Zoe Buckman

Personal information
- Nationality: Australian
- Born: 21 December 1988 (age 37) Grafton, New South Wales, Australia
- Height: 168 cm (66 in) (2012)
- Weight: 50 kg (110 lb) (2012)

Sport
- Country: Australia
- Sport: Athletics
- Events: 400 metres 800 metres 1500 metres 5000 metres
- College team: University of Oregon
- Turned pro: 2011
- Coached by: Nic Bideau

Achievements and titles
- Personal best: 1500 meter: 4:03.22

= Zoe Buckman =

Australian runner

Zoe Buckman (born 21 December 1988) is an Australian runner who has competed nationally and internationally in the 400 metre, 800 metre, 1,500 metre and 5,000 metre events. She ran for the University of Oregon.
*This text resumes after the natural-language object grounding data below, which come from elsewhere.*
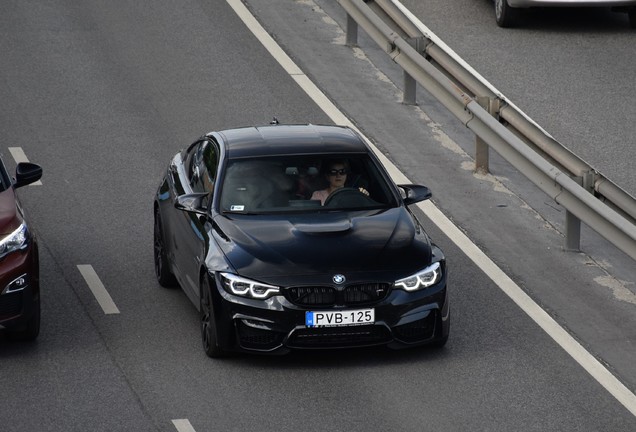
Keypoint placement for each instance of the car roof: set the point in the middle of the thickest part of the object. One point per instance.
(273, 140)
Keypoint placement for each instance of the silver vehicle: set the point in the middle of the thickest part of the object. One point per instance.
(508, 12)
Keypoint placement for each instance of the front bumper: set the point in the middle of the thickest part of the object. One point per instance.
(277, 325)
(19, 287)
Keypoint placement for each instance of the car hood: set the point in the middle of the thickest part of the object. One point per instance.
(9, 218)
(268, 247)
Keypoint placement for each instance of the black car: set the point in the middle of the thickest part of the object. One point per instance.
(244, 223)
(19, 259)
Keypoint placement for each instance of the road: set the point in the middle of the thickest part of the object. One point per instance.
(102, 94)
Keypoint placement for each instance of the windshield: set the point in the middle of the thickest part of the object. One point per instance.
(282, 184)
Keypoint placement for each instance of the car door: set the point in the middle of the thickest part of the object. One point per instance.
(200, 166)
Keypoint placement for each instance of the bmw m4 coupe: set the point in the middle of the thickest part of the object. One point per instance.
(292, 237)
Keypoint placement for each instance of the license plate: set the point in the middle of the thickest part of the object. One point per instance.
(339, 318)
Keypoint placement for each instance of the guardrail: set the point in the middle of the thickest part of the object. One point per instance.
(584, 192)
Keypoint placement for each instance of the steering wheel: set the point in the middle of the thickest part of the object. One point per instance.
(348, 197)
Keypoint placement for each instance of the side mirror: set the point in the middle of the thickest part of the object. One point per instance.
(193, 203)
(26, 173)
(414, 193)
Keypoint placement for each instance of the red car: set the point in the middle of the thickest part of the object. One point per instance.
(19, 263)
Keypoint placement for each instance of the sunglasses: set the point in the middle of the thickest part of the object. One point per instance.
(341, 171)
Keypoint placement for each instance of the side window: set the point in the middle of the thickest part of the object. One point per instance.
(202, 168)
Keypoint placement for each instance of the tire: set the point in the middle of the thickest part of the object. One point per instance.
(162, 267)
(209, 334)
(506, 15)
(30, 330)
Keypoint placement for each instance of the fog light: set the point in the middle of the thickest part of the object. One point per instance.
(18, 284)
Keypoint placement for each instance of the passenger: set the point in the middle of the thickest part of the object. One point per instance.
(336, 175)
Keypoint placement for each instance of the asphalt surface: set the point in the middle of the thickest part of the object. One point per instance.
(102, 94)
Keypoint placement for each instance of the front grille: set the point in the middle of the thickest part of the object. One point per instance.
(339, 337)
(311, 296)
(329, 296)
(365, 293)
(10, 305)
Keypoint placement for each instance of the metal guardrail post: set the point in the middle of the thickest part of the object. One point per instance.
(352, 31)
(573, 227)
(410, 84)
(482, 147)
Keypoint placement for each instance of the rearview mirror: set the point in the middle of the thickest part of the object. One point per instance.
(414, 193)
(26, 173)
(193, 203)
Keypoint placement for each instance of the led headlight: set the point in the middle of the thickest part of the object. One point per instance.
(422, 279)
(247, 288)
(17, 240)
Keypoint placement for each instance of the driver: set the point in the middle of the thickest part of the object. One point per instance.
(336, 175)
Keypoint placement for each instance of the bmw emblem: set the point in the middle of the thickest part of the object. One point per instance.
(339, 279)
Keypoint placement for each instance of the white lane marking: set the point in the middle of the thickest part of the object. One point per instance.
(98, 289)
(599, 372)
(19, 156)
(183, 425)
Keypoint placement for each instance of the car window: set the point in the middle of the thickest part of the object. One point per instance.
(202, 167)
(302, 183)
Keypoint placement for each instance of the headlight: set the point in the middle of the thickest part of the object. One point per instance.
(423, 279)
(17, 240)
(247, 288)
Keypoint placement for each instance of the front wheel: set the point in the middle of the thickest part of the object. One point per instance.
(506, 15)
(209, 334)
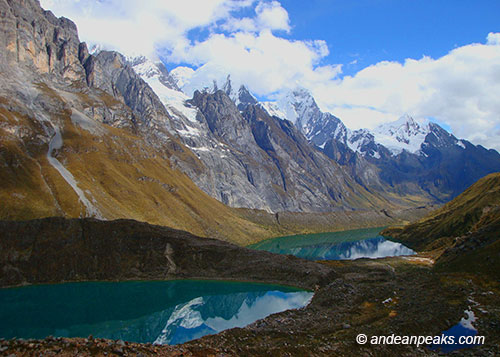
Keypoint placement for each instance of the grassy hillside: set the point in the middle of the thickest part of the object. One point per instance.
(118, 172)
(463, 234)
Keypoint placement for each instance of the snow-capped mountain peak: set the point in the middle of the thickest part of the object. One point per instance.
(298, 105)
(406, 133)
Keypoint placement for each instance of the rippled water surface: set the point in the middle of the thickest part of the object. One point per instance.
(353, 244)
(168, 312)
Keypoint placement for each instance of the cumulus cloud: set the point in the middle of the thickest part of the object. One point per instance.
(142, 27)
(263, 62)
(459, 89)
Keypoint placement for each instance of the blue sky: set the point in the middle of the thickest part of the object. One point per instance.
(371, 31)
(366, 61)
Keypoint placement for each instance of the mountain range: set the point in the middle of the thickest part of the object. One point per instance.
(104, 135)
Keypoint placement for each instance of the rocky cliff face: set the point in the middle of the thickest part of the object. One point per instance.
(276, 160)
(84, 135)
(413, 160)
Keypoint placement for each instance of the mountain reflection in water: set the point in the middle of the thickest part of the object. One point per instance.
(336, 246)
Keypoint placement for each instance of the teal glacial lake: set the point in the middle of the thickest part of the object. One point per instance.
(346, 245)
(161, 312)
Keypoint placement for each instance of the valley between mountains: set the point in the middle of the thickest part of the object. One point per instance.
(115, 169)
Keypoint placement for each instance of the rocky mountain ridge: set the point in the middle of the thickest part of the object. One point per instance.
(413, 158)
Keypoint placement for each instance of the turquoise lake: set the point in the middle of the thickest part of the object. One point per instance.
(352, 244)
(161, 312)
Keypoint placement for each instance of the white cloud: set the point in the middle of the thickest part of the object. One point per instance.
(140, 27)
(264, 62)
(459, 89)
(272, 16)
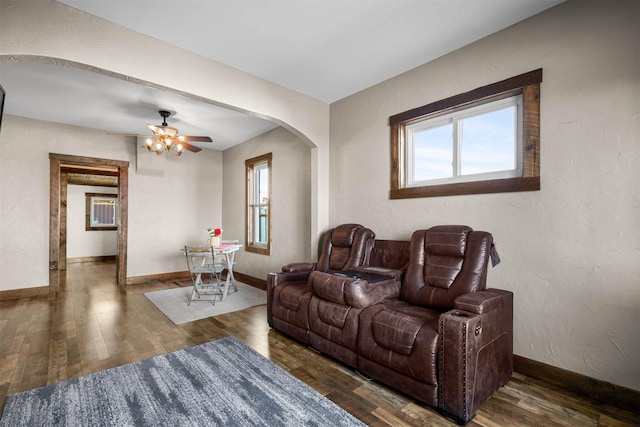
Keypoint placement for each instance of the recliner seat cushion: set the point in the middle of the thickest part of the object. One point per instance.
(401, 337)
(291, 303)
(446, 261)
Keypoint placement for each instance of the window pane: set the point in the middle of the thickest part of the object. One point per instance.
(263, 233)
(488, 142)
(263, 184)
(433, 153)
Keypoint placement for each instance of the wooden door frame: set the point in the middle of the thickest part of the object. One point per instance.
(56, 163)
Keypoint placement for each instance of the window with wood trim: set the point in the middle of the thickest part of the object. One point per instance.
(483, 141)
(101, 212)
(258, 171)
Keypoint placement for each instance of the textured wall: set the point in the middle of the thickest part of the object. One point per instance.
(165, 212)
(35, 30)
(290, 201)
(570, 252)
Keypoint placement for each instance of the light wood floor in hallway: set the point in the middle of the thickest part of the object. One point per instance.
(94, 325)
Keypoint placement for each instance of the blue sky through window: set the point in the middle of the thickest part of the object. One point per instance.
(487, 144)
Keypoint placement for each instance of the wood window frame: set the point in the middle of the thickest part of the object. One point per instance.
(527, 85)
(89, 208)
(249, 168)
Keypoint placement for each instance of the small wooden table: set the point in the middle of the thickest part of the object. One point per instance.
(229, 252)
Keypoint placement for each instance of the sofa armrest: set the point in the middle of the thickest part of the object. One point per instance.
(350, 291)
(299, 266)
(476, 351)
(482, 301)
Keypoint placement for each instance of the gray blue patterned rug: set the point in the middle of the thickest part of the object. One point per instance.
(220, 383)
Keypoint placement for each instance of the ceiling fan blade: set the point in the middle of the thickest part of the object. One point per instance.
(197, 138)
(190, 147)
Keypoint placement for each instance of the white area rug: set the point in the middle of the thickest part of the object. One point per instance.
(173, 303)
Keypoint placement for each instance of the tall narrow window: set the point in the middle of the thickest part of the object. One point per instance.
(259, 204)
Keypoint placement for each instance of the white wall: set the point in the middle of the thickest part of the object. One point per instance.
(166, 211)
(80, 242)
(290, 201)
(570, 252)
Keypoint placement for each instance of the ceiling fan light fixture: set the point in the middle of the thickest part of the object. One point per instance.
(166, 138)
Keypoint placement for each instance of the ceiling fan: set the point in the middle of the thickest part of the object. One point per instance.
(165, 138)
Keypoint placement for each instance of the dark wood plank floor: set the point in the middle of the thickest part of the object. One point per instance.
(93, 325)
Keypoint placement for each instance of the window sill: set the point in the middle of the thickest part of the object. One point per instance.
(478, 187)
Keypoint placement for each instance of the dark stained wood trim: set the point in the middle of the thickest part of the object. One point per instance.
(92, 259)
(491, 90)
(527, 85)
(477, 187)
(81, 171)
(64, 198)
(123, 226)
(619, 396)
(89, 165)
(24, 293)
(54, 225)
(68, 159)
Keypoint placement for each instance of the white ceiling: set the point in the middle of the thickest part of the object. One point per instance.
(326, 49)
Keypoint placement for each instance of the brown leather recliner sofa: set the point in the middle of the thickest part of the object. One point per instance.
(414, 315)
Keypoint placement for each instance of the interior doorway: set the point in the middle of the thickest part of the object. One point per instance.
(60, 167)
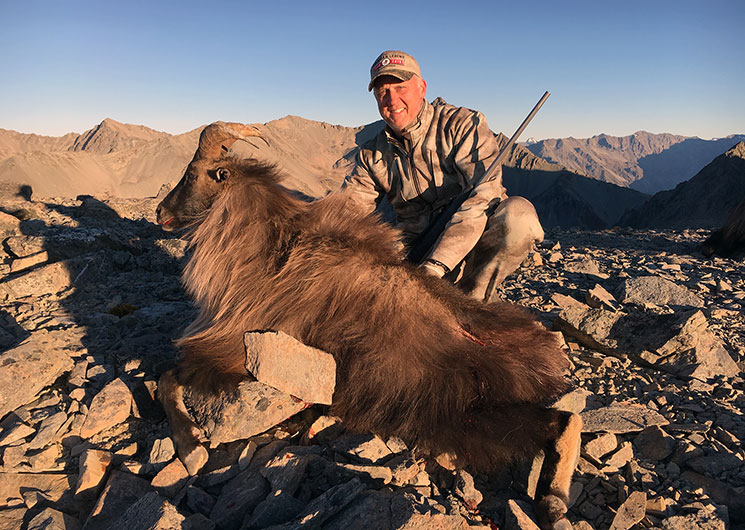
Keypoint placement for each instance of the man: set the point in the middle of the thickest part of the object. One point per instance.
(428, 157)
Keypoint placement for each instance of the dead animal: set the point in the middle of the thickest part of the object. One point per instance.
(416, 358)
(730, 238)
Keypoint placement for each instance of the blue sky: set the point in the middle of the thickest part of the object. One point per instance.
(612, 67)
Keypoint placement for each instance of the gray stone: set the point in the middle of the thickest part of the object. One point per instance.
(714, 465)
(696, 352)
(598, 447)
(93, 465)
(515, 517)
(151, 512)
(658, 291)
(162, 451)
(591, 327)
(283, 362)
(631, 512)
(620, 419)
(285, 472)
(653, 444)
(239, 497)
(111, 406)
(598, 297)
(49, 279)
(171, 479)
(31, 366)
(199, 501)
(277, 508)
(51, 519)
(701, 520)
(257, 407)
(466, 490)
(47, 431)
(366, 448)
(121, 491)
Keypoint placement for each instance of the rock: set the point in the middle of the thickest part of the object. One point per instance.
(47, 431)
(591, 327)
(238, 497)
(619, 459)
(719, 492)
(93, 465)
(199, 501)
(656, 290)
(121, 491)
(283, 362)
(598, 447)
(515, 517)
(277, 508)
(257, 407)
(327, 505)
(599, 298)
(653, 444)
(31, 366)
(620, 419)
(171, 479)
(20, 264)
(714, 465)
(285, 471)
(151, 512)
(403, 469)
(701, 520)
(325, 429)
(466, 490)
(696, 352)
(109, 407)
(631, 512)
(162, 451)
(574, 401)
(49, 279)
(365, 448)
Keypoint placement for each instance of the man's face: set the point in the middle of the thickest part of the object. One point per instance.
(399, 101)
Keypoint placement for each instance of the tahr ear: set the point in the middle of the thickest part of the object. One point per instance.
(221, 174)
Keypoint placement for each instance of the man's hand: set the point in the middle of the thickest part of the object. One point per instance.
(435, 268)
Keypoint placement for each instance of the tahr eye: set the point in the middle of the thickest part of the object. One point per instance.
(221, 174)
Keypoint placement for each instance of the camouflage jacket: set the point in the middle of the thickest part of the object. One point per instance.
(439, 156)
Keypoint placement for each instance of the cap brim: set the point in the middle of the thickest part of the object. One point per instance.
(403, 75)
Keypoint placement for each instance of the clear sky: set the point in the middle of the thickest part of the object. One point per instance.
(612, 67)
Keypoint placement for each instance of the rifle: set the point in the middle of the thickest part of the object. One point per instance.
(423, 243)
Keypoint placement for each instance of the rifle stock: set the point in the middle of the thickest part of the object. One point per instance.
(422, 245)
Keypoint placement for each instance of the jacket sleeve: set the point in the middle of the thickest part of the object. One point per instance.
(361, 186)
(474, 149)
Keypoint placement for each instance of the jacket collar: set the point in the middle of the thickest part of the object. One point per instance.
(416, 130)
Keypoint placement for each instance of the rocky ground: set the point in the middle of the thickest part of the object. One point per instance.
(90, 302)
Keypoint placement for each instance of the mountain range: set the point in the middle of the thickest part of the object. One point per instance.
(123, 160)
(642, 161)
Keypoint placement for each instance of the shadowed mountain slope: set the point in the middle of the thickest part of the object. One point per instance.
(701, 202)
(643, 161)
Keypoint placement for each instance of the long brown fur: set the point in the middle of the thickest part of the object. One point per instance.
(416, 358)
(731, 237)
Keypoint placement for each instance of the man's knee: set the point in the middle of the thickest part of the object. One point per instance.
(517, 221)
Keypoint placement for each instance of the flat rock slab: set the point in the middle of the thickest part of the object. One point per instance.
(620, 419)
(121, 491)
(49, 279)
(111, 406)
(31, 366)
(658, 291)
(57, 489)
(151, 512)
(283, 362)
(256, 408)
(630, 512)
(696, 352)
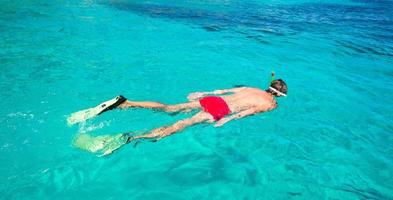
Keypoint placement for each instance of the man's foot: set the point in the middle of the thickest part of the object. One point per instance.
(86, 114)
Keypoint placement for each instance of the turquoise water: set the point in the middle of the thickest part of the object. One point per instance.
(331, 138)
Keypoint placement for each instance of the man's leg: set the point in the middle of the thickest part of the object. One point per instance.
(160, 106)
(164, 131)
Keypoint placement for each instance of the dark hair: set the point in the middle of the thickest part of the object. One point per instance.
(279, 85)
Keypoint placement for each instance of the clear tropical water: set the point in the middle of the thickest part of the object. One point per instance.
(331, 138)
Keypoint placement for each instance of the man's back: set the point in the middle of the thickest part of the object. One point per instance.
(248, 97)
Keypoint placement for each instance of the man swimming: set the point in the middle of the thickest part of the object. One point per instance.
(219, 106)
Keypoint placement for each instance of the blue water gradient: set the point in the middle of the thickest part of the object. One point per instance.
(331, 138)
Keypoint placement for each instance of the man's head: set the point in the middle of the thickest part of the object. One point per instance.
(278, 88)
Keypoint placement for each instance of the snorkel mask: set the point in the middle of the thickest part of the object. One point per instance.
(274, 89)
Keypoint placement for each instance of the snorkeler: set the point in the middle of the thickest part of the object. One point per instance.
(219, 106)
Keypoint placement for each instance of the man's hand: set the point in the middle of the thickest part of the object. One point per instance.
(195, 96)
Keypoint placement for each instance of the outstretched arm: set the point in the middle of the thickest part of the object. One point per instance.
(197, 95)
(238, 115)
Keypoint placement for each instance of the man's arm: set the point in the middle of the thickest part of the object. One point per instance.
(244, 113)
(198, 95)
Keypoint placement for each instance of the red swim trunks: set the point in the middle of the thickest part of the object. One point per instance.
(216, 106)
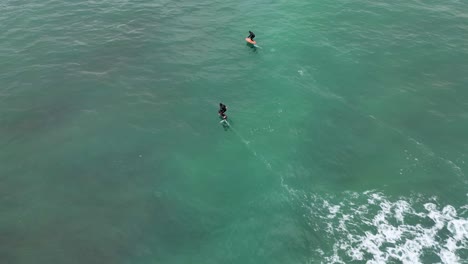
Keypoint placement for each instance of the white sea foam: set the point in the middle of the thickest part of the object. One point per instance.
(372, 228)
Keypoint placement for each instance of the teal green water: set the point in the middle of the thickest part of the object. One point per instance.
(347, 140)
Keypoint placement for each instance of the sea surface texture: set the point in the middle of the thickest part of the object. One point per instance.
(346, 141)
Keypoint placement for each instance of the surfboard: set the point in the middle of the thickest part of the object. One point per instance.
(253, 42)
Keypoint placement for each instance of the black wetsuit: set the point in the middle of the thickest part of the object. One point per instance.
(222, 110)
(251, 35)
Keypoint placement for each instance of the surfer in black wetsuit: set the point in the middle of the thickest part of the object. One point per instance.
(251, 35)
(222, 110)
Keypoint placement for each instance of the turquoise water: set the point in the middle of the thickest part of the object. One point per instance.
(347, 140)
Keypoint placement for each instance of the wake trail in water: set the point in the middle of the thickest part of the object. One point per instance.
(247, 145)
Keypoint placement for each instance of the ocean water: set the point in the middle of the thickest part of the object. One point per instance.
(348, 136)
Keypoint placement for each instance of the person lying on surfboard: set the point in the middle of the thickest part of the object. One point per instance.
(222, 110)
(251, 35)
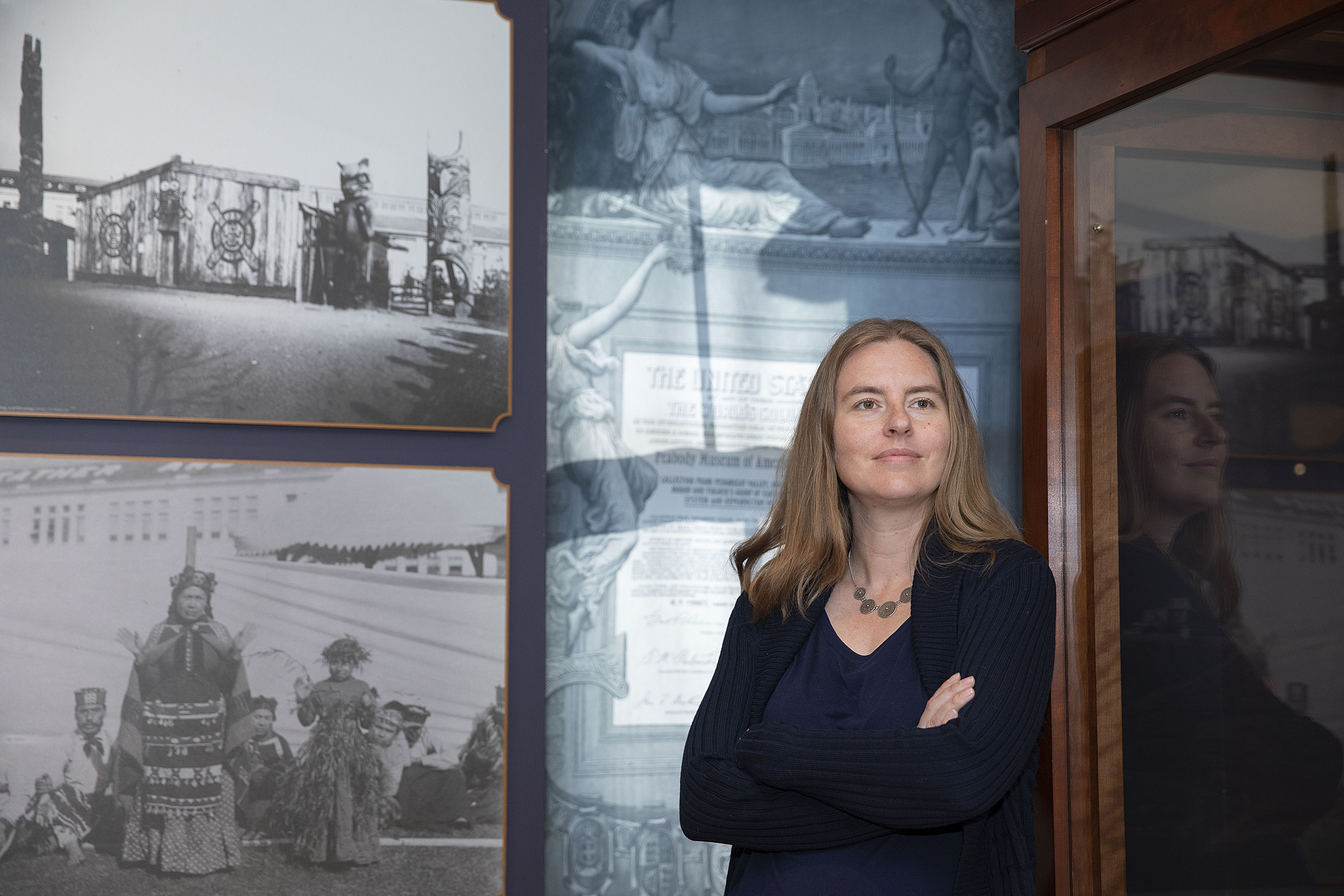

She has also competed at the Junior World Championships, the Australian National Championships, the 2012 Summer Olympics (representing Australia), and the 2013 IAAF World Athletics Championships where she was a finalist in the Women's 1500 metres, the 2016 Olympics, the 2017 World Championships and 2018 Commonwealth Games.

==Personal==
Zoe Buckman was born on 21 December 1988 in Grafton, New South Wales. She attended Canberra Girls' Grammar School. and went to the University of Oregon from 2006 to 2011 where she majored in psychology.

==Athletics==
Zoe Buckman has run in the 400 metres, 800 metres, 1,500 metres and 5,000 metres events. Her personal best in the 400 metres is 54.62 seconds set in Canberra on 28 March 2004. Her personal best in the 800 metres is 2:01.60 seconds set in Lignano Sabbiadoro on 16 July 2013. Her personal best in the 1,500 metres is 4:03.22 seconds set on 27 August 2016, in Paris, France. She is coached by Nic Bideau.

Zoe Buckman competed at the Australian Championships in 2005 in the under-20 category. She finished second in the 400 metre event and first in the 800 metre event. She competed in the same age category again in 2006, finishing first in the 800 metre event and second in the 1500 metre event. In 2007, she competed in the under-20 category finishing first in the 800 metres and third in the 1500 metres event. In 2007, she also competed in the open age category, finishing third in the 800 metre event. In 2010, she competed in the open age category at the Australian Championships in the 5000 metres, where she finished second. In 2012, she competed in the 800 metre event where she also finished second.

Zoe Buckman competed at the World Junior Championships in 2004, where her 4 × 400 m team finished fifth in the heats. She competed at the 2006 event, finishing 4th in the 800 metre semi-final and eleventh in the 1500 metre final.

Zoe Buckman ran track for the University of Oregon from 2006/2007 to 2010/2011.

Zoe Buckman represented Australia at the 2012 Summer Olympics in the 1500 metre event. She was one of ten University of Oregon alumni to compete at the Games. She was eliminated in a semi-final after running a Personal Best time.

In 2013, Zoe Buckman qualified fastest for the 1500 metre final at the World Championships in Moscow, Russia with a semi-final win in a Personal Best of 4:04.8 seconds. She finished fourth in the final in 4:05.77.

She also represented Athletics Australia at the 2014 Commonwealth Games, the 2017 World Championships, the 2018 Commonwealth Games, and at the World Athletics Relays Championships in 2014 and 2017 where she won three bronze medals and, in 2014, set an Oceania Record in both the 4 x 800 metres and 4 x 1500 metres relays.

Zoe Buckman was a three times national 1500m champion: in 2011, 2013 and 2014.